Another round of lockdowns meant the time needed for that was actually available to me, so I decided to go for it.

The high mileage weeks felt pretty good at first. I did a few marathons and other birthday long runs with friends (a strange tradition in the run community is to run your age in km with your friends on your birthday!) including my own birthday run at Elk Island park. By the beginning of June, I shifted my race plan from running a 100kms at the new Klondike Ultra, to doing my first 24 hr track event with the virtual Survivorfest and knocked a significant chunk off my final total distance for the challenge. Two weeks to go and I still needed about 180km. I was exhausted. I called myself a wagon with the wheels coming off fast. I had plantar fasciitis, tight hips, messed up hormones and fatigue. My whole body was screaming at me to stop. But I felt so close, I just needed to hold on a little while longer. Stubborn. Driven. A little stupid.

I skipped some runs and walked a lot more which helped in my recovery a lot. But mostly I looked forward to the extended break from running I planned to take, starting July 1st.

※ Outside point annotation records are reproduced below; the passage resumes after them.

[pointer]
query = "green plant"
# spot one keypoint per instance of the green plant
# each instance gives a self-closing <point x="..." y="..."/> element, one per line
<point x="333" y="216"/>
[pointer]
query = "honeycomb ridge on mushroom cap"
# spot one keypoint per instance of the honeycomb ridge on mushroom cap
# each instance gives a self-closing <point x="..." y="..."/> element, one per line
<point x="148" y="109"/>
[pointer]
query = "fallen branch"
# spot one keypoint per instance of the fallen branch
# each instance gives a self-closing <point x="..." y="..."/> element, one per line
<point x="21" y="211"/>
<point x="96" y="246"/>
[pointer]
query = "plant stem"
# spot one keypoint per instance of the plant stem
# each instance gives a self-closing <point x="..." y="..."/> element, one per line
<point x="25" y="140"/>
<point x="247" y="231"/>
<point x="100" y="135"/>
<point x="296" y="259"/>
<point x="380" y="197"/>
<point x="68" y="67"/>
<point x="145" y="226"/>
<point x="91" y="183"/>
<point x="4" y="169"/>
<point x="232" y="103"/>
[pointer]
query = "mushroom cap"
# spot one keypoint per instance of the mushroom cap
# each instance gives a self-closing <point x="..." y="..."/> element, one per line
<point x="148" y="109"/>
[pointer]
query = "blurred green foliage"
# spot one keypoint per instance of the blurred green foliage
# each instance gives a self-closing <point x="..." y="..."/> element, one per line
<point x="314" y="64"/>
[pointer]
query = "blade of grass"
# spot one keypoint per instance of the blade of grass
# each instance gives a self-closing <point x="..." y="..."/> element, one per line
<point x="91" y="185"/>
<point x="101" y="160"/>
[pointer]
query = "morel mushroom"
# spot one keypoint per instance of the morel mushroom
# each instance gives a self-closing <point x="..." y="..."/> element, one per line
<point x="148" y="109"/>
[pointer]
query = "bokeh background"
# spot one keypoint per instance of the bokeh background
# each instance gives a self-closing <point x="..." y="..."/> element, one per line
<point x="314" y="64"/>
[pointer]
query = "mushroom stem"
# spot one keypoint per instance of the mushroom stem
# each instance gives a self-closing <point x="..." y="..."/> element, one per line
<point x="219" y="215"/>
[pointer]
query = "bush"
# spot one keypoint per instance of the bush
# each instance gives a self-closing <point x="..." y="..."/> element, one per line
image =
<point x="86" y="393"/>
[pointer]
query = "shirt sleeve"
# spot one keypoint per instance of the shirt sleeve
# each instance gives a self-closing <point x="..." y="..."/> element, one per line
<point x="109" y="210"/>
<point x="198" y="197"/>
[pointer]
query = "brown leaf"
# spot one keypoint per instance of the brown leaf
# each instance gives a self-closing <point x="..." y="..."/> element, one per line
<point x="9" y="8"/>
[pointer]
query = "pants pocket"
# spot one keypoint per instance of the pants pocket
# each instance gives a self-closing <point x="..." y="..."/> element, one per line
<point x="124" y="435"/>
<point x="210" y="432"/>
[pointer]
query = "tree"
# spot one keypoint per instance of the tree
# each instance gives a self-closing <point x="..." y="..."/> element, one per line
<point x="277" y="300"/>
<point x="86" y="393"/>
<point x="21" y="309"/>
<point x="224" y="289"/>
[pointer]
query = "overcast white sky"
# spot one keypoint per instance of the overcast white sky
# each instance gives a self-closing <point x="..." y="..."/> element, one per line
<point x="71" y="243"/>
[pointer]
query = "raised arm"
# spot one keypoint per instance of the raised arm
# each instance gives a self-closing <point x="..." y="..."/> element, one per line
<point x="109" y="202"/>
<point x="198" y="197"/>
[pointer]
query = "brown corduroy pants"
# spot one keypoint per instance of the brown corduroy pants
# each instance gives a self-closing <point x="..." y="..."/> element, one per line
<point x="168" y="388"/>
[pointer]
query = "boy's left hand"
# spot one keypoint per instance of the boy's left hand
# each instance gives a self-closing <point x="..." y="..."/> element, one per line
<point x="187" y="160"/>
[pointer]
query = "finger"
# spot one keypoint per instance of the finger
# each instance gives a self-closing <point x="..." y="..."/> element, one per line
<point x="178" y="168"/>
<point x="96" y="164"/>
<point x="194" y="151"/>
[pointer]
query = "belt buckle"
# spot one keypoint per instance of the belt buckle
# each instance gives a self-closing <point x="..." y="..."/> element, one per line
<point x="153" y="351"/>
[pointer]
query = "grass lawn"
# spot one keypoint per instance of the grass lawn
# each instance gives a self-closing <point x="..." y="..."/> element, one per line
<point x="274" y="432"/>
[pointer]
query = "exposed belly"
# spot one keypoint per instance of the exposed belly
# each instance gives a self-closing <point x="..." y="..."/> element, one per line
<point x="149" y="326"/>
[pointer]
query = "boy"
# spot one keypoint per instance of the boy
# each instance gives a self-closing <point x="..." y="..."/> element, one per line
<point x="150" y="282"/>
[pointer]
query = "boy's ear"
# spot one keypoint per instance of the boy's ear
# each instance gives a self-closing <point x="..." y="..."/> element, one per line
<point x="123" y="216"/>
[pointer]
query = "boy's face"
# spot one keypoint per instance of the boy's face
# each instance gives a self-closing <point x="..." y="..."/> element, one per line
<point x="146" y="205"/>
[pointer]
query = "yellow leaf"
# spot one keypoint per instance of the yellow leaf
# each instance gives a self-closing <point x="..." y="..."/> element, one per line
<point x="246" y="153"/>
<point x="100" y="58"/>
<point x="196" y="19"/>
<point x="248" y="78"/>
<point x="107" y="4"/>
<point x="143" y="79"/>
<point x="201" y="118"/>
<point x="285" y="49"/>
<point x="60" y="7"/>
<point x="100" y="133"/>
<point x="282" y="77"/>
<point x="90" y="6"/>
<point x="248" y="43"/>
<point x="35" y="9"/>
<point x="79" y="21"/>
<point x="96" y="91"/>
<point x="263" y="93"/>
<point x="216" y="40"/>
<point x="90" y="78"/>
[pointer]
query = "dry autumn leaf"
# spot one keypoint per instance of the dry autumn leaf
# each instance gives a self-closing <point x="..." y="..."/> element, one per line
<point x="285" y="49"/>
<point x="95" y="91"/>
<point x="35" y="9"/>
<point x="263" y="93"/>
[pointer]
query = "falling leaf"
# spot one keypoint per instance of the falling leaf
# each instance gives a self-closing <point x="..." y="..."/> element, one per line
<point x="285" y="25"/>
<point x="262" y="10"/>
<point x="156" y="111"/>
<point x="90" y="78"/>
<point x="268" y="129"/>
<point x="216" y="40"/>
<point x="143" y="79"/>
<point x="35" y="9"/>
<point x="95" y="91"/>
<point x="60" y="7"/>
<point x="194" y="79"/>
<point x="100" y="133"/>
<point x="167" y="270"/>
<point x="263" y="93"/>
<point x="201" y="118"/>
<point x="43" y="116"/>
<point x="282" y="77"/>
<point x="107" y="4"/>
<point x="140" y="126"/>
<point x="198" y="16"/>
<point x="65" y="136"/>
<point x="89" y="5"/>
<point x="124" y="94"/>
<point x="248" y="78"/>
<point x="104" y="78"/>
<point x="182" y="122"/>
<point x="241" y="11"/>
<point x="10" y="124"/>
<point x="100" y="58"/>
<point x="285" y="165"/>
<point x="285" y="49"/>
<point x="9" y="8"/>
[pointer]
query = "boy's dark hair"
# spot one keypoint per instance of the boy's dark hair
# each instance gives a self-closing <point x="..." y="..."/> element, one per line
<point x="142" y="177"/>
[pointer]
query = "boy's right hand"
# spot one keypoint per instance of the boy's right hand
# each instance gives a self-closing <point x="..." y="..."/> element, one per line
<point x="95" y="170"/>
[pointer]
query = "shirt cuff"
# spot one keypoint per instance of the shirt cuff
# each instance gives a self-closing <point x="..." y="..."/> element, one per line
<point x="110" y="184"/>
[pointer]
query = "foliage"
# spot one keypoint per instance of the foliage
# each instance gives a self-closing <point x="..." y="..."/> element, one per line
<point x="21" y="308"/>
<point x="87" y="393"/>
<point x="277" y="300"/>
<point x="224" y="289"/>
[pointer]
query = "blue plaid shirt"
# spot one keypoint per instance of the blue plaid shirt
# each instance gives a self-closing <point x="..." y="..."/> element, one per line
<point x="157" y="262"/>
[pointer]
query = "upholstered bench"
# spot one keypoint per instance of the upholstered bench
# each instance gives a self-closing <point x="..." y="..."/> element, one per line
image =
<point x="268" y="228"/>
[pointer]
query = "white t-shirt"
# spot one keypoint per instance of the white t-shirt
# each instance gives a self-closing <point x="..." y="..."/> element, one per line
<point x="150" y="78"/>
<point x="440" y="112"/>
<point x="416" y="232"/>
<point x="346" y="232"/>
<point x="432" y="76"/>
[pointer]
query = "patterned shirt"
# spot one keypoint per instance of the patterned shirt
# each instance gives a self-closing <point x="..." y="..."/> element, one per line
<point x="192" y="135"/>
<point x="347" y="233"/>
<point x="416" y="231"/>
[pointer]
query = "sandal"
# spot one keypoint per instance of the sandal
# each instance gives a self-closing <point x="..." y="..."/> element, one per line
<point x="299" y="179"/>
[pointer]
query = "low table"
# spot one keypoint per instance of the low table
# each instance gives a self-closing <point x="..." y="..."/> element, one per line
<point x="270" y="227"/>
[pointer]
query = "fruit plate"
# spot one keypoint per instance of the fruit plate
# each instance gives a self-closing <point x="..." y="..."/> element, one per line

I managed to complete the challenge by the end of June, thanks to some friends that agreed to help me wrap it up by running the Henday to Henday again, this time only one way for 42km. The whole thing ended rather anticlimactically. Just one last email. I submitted my results. Waited for my medal. All that work, for…well… nothing.

Looking back over the year, summed up in distance, pace and Strava captions, I am reminded of how little life typically changes in a day, but how much it changes in 365 of them. For all the loss that happened over the course of 4800km, there was much to be gained as well. The pandemic ushered in a collective universal grief our generation had never known before, but also showed us how to appreciate what we have in new ways. For me, the other side of the grief of this past year is the bittersweet beauty of what I’ve gained; I have a new career trajectory, improved relationship, more time with my kids and am a stronger runner.  It is sometimes hard to accept, but the ugly and the beautiful parts of life can coexist in tension. A dichotomy we wish we could do without, but it just doesn’t work that way. We wouldn’t recognize the beautiful if we didn’t acknowledge all the other stuff.

My Great Canadian Crossing medal is in a way, the beautiful representation of a whole lot of ugly that it took to get there. And while I sure wish we could go back in time and never experience the shitshow of 2020 that never seems to end, I’m just gonna hang that medal up, cause it’s pretty and I earned it.